Following a series of trials, I began to suspect that the model’s complexity in feature extraction may be contributing to the challenge. This suspicion stemmed from the presence of six convolutional layers and a solitary classifier, with relatively minimal complexity in the classifier itself. To alleviate this complexity imbalance, I made the decision to eliminate one convolutional layer and introduce an additional linear layer along with a ReLU activation function in the classifier. Remarkably, this seemingly counterintuitive adjustment resulted in a notable 6% increase in training accuracy, elevating it from 82% to 88%. Evidently, simplifying the model’s architecture by removing one convolutional layer had a positive impact on performance.
Further insight emerged as I realized the necessity of using the appropriate test data formats. Specifically, I recognized the importance of employing logarithmic test data (.exr files) for models trained on logarithmic training data, while linear data (png files) and sRGB jpg files were more apt for other training scenarios. This adjustment led to a marginal reduction in overfitting, though the results were still short of the desired outcome.
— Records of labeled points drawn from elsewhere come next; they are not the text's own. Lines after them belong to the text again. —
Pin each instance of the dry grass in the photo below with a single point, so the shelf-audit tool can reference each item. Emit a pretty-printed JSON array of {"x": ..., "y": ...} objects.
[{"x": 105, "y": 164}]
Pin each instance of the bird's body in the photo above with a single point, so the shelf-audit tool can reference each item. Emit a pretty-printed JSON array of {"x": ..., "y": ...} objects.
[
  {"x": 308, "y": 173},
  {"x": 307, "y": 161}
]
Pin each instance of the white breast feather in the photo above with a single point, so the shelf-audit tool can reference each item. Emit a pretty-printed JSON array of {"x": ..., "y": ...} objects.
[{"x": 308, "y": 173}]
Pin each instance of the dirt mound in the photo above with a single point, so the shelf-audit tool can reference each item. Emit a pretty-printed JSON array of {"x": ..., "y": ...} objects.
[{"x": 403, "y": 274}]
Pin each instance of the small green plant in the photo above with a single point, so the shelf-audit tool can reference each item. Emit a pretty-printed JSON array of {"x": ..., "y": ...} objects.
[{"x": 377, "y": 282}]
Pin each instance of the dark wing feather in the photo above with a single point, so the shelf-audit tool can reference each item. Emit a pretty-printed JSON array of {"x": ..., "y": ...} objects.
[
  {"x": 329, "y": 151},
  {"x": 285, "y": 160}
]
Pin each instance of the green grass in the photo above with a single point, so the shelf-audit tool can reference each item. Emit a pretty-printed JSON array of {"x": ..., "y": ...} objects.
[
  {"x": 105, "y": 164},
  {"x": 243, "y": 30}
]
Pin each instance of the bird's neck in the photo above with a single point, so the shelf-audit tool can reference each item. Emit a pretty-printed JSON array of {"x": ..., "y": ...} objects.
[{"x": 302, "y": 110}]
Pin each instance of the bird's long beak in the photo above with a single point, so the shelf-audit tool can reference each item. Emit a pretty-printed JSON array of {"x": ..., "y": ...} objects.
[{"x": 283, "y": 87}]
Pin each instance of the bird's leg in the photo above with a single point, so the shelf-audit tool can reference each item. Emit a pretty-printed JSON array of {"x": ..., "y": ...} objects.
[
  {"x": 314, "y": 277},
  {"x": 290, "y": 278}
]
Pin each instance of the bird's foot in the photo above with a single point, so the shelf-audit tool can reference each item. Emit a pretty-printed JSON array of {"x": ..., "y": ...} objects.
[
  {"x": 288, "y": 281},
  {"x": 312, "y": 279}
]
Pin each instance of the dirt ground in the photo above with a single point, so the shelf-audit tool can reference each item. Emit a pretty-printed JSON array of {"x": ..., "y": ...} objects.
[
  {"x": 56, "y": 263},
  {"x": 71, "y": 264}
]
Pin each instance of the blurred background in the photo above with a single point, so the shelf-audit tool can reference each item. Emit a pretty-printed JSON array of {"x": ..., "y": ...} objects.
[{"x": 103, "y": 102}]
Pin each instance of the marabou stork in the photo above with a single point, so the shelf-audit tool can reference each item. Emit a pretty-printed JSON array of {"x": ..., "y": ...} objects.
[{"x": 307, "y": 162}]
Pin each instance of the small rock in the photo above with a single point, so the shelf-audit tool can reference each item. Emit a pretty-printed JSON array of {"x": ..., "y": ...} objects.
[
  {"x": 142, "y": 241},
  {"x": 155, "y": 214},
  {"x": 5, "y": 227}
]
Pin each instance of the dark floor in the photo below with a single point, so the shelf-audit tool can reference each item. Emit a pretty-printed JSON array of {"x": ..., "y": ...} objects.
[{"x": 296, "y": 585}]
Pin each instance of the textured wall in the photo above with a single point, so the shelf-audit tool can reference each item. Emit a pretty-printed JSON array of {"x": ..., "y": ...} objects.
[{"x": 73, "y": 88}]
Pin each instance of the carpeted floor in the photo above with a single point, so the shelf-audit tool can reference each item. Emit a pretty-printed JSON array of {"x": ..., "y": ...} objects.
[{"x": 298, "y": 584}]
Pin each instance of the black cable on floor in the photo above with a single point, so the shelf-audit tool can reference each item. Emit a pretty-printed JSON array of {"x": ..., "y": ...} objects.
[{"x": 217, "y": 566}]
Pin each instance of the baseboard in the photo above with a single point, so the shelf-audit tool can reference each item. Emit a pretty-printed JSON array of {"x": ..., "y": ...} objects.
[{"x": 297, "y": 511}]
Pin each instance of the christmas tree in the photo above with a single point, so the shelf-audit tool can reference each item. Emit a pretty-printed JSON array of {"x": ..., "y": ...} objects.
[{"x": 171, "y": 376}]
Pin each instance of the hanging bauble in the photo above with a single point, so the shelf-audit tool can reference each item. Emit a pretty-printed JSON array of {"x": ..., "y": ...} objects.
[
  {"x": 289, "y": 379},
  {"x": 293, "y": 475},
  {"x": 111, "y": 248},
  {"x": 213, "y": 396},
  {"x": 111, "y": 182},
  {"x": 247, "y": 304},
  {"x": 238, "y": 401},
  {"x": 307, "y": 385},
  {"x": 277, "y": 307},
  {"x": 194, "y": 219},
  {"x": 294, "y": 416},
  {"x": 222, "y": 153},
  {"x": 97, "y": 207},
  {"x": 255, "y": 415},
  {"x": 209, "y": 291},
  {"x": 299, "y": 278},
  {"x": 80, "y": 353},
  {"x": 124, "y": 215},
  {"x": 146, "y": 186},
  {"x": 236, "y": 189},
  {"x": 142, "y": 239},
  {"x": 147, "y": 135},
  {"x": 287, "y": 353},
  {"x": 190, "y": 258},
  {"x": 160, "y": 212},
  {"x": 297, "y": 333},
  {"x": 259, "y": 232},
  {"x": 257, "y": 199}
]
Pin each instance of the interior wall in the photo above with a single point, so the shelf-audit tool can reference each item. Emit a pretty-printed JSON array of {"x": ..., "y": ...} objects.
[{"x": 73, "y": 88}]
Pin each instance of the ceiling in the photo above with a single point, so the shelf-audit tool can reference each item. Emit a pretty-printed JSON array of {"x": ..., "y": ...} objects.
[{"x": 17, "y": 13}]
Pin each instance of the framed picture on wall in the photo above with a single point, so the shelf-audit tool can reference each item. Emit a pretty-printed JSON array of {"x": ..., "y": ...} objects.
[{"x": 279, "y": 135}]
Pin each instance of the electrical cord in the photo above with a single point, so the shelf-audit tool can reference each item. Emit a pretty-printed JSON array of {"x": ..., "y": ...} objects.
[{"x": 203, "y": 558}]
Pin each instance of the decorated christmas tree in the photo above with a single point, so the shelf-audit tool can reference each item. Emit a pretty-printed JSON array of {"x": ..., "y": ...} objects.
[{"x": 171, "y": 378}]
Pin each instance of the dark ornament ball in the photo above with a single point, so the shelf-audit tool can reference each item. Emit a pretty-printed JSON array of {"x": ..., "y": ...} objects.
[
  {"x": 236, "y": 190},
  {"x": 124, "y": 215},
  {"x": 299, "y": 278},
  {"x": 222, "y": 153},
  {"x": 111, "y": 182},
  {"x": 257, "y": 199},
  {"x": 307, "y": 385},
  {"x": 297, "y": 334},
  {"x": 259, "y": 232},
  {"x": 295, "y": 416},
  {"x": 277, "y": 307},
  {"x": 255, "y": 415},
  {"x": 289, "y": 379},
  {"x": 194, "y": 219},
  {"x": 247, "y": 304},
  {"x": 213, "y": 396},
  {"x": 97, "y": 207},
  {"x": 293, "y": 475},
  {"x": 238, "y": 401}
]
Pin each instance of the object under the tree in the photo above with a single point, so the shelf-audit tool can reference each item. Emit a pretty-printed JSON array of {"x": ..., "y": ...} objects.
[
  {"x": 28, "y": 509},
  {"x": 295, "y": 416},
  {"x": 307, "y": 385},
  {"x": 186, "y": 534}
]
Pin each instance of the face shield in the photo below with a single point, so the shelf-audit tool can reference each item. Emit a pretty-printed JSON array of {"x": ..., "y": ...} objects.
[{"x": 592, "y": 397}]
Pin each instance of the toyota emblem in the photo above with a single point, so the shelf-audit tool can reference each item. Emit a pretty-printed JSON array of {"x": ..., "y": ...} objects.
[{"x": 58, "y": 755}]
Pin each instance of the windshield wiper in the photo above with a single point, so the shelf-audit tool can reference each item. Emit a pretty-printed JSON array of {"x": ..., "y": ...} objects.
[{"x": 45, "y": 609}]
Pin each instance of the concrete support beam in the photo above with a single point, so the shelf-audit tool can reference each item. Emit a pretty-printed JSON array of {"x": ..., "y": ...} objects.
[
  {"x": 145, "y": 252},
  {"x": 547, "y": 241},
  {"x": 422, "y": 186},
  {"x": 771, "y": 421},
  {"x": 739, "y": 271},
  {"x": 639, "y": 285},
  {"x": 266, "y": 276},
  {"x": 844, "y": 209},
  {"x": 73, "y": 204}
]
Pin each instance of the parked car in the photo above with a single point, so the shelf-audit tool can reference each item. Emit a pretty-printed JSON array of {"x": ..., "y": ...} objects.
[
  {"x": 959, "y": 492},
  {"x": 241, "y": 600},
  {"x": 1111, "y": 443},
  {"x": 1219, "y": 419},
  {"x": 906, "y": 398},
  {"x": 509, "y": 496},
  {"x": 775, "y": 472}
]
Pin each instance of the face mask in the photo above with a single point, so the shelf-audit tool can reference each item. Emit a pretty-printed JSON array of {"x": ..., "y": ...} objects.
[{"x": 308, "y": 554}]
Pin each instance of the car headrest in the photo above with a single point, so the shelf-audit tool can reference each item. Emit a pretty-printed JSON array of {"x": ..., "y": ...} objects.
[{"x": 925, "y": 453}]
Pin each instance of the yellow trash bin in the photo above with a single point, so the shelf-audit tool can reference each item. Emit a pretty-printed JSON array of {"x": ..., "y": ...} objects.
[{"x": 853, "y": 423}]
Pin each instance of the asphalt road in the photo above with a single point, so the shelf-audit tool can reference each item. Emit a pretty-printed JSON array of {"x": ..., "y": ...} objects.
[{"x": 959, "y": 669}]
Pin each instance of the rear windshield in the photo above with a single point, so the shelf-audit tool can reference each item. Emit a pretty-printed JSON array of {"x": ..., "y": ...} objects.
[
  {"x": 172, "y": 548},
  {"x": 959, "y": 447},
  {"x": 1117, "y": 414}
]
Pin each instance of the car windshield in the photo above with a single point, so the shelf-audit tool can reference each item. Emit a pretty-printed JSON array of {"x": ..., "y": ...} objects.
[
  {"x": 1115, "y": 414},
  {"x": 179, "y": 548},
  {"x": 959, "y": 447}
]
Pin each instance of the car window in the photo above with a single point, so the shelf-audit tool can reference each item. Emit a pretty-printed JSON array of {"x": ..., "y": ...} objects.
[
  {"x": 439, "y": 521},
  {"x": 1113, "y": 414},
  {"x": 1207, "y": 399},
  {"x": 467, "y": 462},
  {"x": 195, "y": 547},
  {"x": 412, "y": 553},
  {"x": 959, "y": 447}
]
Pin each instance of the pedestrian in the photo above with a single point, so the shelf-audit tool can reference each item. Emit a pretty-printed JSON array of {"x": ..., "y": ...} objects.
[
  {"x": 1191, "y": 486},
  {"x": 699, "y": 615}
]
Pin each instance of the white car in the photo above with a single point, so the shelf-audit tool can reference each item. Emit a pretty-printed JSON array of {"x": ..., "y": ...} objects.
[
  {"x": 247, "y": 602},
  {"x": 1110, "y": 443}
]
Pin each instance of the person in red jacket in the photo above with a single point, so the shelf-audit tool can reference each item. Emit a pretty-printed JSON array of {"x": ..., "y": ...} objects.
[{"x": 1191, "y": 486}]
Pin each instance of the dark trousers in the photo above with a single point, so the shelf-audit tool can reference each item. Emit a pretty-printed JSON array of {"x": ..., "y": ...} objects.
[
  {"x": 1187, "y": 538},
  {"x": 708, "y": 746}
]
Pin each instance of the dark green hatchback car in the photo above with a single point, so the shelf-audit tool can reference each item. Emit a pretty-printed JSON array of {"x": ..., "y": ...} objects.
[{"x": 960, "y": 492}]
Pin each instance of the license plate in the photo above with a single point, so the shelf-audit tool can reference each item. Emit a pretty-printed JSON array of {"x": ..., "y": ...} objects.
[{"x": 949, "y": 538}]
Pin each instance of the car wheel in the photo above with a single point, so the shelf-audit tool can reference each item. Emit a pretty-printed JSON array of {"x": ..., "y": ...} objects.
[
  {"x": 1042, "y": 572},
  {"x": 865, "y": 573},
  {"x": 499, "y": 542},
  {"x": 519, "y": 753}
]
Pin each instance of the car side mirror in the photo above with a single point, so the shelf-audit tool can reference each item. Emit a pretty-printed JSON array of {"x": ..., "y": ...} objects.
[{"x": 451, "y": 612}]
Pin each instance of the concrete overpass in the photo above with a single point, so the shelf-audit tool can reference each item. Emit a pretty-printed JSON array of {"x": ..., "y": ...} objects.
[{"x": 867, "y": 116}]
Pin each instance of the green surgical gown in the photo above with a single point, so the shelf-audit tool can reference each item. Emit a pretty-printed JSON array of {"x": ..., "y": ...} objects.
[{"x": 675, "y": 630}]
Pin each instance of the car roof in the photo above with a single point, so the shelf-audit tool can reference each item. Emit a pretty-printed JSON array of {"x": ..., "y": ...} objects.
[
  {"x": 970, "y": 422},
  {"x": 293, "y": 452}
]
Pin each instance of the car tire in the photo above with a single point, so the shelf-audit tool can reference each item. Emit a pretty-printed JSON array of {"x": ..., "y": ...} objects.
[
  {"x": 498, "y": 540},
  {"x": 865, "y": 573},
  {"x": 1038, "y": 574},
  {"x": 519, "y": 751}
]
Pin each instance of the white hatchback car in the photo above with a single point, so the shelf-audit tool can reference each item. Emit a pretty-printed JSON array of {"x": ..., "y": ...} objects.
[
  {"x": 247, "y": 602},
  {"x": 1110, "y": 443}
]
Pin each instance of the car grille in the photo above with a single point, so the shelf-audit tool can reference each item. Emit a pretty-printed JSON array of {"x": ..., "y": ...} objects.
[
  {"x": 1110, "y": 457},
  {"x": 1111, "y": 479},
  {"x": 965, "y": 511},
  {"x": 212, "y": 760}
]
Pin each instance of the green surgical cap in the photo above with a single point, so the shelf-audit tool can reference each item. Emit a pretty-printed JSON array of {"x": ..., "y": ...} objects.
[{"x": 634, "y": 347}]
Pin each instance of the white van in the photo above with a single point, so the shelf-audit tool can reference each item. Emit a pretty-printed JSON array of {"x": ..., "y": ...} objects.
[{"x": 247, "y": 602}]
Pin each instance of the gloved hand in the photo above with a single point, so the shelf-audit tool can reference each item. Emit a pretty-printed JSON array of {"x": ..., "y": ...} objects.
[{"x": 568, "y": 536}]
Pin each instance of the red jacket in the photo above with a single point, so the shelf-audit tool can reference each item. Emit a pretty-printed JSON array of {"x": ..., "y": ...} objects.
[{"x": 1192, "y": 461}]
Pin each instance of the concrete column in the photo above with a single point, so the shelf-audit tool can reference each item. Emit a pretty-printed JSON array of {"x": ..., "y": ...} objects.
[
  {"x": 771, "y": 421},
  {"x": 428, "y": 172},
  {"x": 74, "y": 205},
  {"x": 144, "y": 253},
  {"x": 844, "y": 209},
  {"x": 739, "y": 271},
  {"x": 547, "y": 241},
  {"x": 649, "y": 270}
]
After an exhaustive exploration of strategies, I arrived at a maximum accuracy of 88%, which, while improved, fell short of my research objectives. I remained convinced that further adjustments could enhance performance and substantiate my hypothesis, prompting me to seek Dr. Maxwell’s guidance. His counsel included the suggestion to alter hyperparameters such as the learning rate, potentially experimenting with the AdamW optimizer and a sigma value of 0.1, given the distinctive training dynamics introduced by log images. Additionally, Dr. Maxwell proposed an approach involving the reading of data from linear TIFF images, followed by appropriate resizing or cropping prior to transforming the data into log space.
Most convolutional neural networks are accustomed to normalized or scaled images (x), often undergoing a transformation of the form:
x’ = (x - mean) / stdev
This operation centers the values around zero, with the majority falling within the range of 2 and -2. Another common scenario involves data normalized to the 0-1 range:
x’ = x / x_max
However, applying either of these transformations to log images disrupts the inherent relationships and yields unpredictable outcomes. Conversely, geometric resizing should be conducted in linear space, as resizing frequently entails pixel value interpolation – an operation best suited for linear data.
In the week ahead, I plan to implement the recommended modifications and explore new avenues for addressing the challenges at hand. Additionally, I will work on drafting the final paper for Dr. Maxwell’s review.